Because the game mechanics and the puzzles work so good, the game is over in a flash. With a few breaks here and there I still managed to beat the game in under 3 hours. This is really a shame since I would have wanted to solve more of the ingenious puzzles. Steam Achievements aside, there's really nothing to keep you playing after you've completed the game once. Sure there are some collectibles around but being a game that focuses on a gripping story there really is no point in playing it again. A few more levels and this game would have been a masterpiece instead of an 'above-the-average' puzzler.
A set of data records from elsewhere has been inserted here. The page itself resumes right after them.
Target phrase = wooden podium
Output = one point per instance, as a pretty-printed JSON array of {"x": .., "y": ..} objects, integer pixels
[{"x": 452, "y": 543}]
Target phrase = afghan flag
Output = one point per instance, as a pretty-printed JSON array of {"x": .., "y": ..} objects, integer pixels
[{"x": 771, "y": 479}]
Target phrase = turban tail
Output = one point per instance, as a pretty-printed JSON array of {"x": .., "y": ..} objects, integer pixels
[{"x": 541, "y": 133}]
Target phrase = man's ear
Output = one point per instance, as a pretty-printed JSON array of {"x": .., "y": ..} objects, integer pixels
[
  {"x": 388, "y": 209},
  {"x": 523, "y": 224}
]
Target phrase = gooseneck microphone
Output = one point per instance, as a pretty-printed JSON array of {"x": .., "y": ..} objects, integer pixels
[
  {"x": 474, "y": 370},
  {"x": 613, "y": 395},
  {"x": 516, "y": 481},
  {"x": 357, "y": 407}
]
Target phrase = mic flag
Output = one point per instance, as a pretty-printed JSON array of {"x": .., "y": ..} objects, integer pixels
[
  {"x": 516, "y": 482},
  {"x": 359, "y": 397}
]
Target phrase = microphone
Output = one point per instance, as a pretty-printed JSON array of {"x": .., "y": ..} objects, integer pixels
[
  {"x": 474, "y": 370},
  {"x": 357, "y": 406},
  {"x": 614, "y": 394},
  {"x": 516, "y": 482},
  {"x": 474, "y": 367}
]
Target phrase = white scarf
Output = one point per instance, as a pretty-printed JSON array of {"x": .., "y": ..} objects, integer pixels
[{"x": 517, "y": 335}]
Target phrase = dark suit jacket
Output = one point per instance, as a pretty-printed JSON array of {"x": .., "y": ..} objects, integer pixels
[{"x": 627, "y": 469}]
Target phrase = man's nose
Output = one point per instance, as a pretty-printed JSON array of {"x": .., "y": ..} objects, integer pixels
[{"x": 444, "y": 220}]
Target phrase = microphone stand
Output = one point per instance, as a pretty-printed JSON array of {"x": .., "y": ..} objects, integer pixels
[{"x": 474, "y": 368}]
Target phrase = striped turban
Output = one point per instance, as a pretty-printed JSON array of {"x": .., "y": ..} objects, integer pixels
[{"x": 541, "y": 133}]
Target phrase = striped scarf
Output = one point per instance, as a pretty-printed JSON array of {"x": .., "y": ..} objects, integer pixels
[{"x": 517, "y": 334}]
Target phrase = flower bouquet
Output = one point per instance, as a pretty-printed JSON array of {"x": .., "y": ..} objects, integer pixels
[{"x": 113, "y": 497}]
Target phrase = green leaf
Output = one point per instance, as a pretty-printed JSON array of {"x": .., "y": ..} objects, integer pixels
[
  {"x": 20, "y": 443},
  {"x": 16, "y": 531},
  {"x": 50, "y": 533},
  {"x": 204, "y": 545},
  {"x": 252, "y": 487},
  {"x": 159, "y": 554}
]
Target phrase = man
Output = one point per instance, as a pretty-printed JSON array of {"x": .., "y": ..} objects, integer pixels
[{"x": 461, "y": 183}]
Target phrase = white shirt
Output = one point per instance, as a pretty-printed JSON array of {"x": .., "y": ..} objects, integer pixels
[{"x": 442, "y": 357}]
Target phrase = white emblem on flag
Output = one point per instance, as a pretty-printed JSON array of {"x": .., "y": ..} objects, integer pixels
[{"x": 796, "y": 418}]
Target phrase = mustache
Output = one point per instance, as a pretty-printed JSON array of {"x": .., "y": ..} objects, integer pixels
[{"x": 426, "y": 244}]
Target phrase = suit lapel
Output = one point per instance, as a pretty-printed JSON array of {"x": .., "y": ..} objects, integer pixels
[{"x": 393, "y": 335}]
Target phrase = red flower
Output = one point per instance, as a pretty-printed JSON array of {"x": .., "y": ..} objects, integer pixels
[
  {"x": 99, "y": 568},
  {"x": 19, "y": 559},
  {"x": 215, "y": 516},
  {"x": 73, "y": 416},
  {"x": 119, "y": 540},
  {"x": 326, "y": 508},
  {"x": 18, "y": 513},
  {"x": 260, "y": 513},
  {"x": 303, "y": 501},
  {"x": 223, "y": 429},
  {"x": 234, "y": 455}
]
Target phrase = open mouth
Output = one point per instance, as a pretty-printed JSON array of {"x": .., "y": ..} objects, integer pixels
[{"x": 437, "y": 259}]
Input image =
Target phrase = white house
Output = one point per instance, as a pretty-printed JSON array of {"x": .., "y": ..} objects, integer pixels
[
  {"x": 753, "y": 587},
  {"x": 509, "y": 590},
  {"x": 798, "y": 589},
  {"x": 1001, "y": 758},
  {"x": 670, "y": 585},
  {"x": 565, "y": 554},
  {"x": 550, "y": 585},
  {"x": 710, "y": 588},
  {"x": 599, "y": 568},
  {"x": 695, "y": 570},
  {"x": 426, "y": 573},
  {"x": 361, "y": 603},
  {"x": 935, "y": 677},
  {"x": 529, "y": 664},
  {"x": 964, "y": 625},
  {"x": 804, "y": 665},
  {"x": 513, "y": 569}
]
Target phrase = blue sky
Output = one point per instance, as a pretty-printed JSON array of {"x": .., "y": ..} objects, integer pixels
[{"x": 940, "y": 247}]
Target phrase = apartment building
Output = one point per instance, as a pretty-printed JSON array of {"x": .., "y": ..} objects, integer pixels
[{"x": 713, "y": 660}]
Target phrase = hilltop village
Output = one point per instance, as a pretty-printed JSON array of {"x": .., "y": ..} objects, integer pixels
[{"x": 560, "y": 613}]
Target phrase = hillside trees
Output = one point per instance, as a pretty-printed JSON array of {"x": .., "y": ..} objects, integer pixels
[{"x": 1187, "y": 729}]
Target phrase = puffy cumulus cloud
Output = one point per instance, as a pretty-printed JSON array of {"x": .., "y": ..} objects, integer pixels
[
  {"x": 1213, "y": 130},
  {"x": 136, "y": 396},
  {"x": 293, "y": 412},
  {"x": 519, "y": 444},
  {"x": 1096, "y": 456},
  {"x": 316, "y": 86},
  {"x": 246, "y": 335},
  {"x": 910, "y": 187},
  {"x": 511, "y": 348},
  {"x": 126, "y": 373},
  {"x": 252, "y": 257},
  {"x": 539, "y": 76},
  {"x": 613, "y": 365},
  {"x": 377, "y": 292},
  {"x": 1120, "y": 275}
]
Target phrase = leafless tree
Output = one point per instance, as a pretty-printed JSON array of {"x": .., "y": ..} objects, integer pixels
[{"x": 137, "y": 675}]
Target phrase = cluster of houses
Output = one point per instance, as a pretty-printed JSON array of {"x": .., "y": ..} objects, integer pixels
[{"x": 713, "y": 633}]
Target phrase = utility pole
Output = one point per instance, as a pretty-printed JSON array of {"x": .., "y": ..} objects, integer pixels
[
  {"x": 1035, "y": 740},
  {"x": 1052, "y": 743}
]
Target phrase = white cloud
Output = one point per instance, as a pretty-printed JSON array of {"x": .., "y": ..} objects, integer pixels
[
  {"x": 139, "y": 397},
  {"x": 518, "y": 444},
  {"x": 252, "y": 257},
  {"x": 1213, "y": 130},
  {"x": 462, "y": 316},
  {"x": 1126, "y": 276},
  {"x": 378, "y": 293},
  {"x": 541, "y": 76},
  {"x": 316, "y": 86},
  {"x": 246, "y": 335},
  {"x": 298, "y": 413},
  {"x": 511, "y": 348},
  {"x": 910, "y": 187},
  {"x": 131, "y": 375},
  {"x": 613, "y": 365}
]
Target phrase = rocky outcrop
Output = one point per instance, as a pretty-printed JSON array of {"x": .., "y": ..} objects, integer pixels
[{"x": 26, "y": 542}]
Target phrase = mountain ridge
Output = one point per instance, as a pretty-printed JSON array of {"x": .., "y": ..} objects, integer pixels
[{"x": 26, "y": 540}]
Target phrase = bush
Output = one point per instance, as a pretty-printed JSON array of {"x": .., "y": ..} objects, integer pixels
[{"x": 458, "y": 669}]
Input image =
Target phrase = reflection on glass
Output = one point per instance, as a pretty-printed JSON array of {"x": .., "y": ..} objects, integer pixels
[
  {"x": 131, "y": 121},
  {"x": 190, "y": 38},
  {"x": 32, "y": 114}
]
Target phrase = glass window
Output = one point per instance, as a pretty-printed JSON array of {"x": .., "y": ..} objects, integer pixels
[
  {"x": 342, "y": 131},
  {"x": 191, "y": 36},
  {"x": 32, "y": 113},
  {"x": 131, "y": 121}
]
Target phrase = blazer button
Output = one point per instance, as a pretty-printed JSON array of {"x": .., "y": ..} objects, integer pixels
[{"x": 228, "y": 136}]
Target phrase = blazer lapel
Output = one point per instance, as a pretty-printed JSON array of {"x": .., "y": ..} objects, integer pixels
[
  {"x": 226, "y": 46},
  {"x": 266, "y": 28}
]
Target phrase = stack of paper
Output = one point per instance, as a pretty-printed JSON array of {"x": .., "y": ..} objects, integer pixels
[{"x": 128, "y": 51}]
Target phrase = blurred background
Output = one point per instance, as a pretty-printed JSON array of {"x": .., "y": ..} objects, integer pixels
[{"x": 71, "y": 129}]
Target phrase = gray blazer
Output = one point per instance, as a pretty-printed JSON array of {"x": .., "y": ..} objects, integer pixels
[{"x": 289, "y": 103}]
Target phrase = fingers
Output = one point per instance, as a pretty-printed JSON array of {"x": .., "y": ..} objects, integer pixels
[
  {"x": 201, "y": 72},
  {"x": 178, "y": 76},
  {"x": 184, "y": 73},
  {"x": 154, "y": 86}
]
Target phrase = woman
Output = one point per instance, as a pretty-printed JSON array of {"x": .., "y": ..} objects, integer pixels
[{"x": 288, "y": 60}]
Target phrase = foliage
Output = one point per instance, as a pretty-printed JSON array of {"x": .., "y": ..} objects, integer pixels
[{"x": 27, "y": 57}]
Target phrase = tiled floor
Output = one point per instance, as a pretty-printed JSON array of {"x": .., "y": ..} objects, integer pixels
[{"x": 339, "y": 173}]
Technically the game works great. The few sounds in the game do their part and the voice-actors don't mess up the few lines they have. The music fits the game perfectly with depressing piano solos playing when Monster is having a mood swing which quickly turns into a fast-paced chase music when it's under rage. Brilliant. The graphics are not so amazing when comparing them with some other modern titles but they do feature some pretty good looking effects and the adequate video settings ensure the game is playable on older rigs also. The minimum system requirements state that you need a 2.2GHz dual core with a 6800GT/X1800 class GPU which seems very plausible.
Being an extremely short game, the review tends to be short also. But I can't let you slip away until hearing the background behind this game. The head developer, Vander Caballero, based the game on his own childhood experiences with an alcohol and drug dependent father. This becomes very evident later in the game when Quico is trying to save Monster. Needless to say that for players who have had similar experiences, this game might be too much to take. Yes, it's THAT intensive. You have been warned.
Gloomy things aside, it's time for the verdict. Overally the game is very polished; the clever puzzles seem fresh and the gripping story is something you rarely experience in a video game. The only real downsides are the fact that the game is just too damn short and that there's nothing left to do once you've completed it once. Add the price (13€/$17/£11) to the equation and you can guarantee that casual players won't touch this. Which is a shame. This is a game that everyone must experience. Excluding those who have experience with the game's themes. You have been warned. Again.